These sentiments come to mind this 4th of July in connection with the flap earlier this year over Michelle Obama's saying that she was proud of this country for the first time; something that both McCain and Hillary jumped on with the claim that they had always been proud of their country. Michelle has repeatedly clarified her meaning and her intent, pointing out that she was talking about her pride in our political process for the first time in her life and reminding audiences that her own career, independent of her husband's, is a testament to the steady progress that America has made on both race and gender issues. But the entire debate makes me uncomfortable, because it panders to a phenomenon in our political life that might best be called red, white and blue-baiting.

Patriotism demands the ability to feel shame as much as to feel pride. We should be proud of our country when we have done something to be proud of, when we have lived up to our own standards. But the flip side of genuine pride is being able to recognize when we have fallen short, and to hold ourselves to account. The false pride of perennial celebration, of wearing flag lapel pins while betraying the values that the flag stands for, is like the self-esteem curriculum for toddlers, where everything is praised and no achievement ultimately has meaning.

My mentor at Harvard Law School was Abram Chayes, a great lawyer, thinker, and patriot who served as Legal Adviser to the State Department in the Kennedy administration and helped craft the ultimate solution to the Cuban Missile Crisis. He was America's top lawyer in its relations with the rest of the world. Twenty years later, when the Reagan administration secretly mined Nicaragua's harbors, an act that triggered outrage from as staunch a conservative as Barry Goldwater, Nicaragua asked Abe to be part of its legal team in a suit against the United States in the International Court of Justice for violating international law.
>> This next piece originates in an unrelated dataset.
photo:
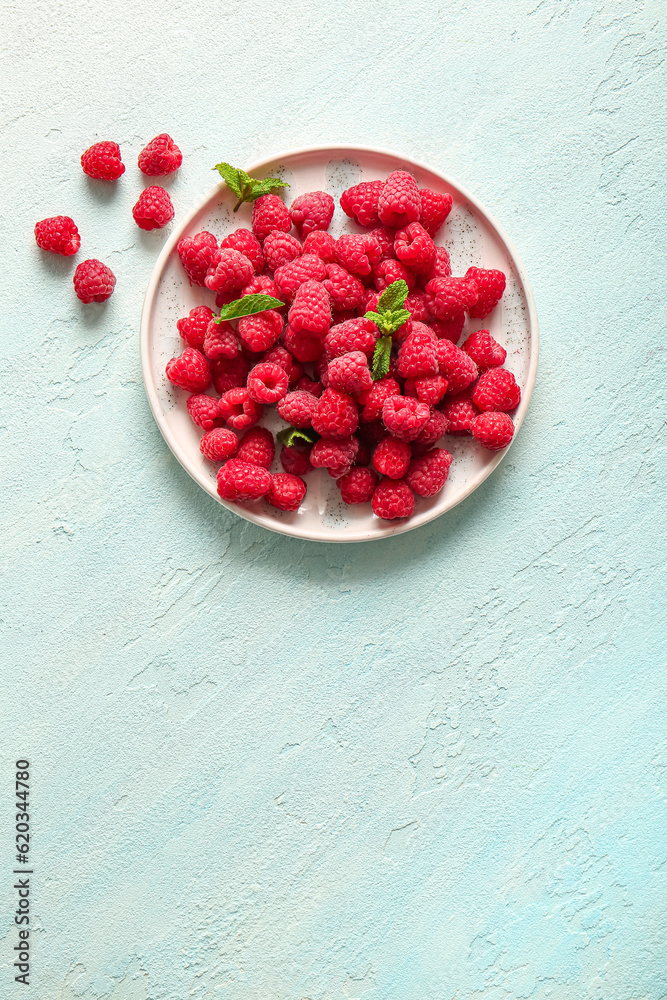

Stuart Taylor profiled Abe in the New York Times, under the headline: "The American Accuser." When asked about suing his own country, particularly after having represented it in government, Abe replied: "I did think about it, but in the end I thought that there was nothing wrong with holding the United States to its own best standards and best principles." That, in my view, is a very deep form of patriotism.

Michelle Obama expressed the pride in America that so many of us feel now that we are able to show ourselves and the world that we are making huge strides toward our commitment to human equality by nominating an African-American as a presidential candidate, a man who attracts crowds of Americans of every creed and color and who energizes a new generation of Americans to plunge into the democratic process. And not just Obama's candidacy -- Hillary's too. Both candidates reminded the world of the things that many of us love most about our country -- our diversity, our willingness to recognize and conquer the obstacles we have ourselves created as barriers to success in our society, and our capacity for renewal. Living abroad throughout the primary season, I talked to many Americans who felt that they could hold their heads higher as they traveled around the world, because at least in presidential politics we are coming closer to practicing what we preach.

We still have a long way to go. Just this week we were told once again that the interrogation practices that some of our interrogators have been using against detainees were techniques that the Chinese practiced on our own soldiers during the Korean War. We long denounced these techniques as torture, until some of our government lawyers, to our eternal shame, decided that "torture" required imminent death or organ failure. Acknowledging that shame in no way in no way diminishes us as a country or a people. It is simply the necessary first step toward setting things right. That is a process, fueled by honesty and self-criticism, that we can be proud of.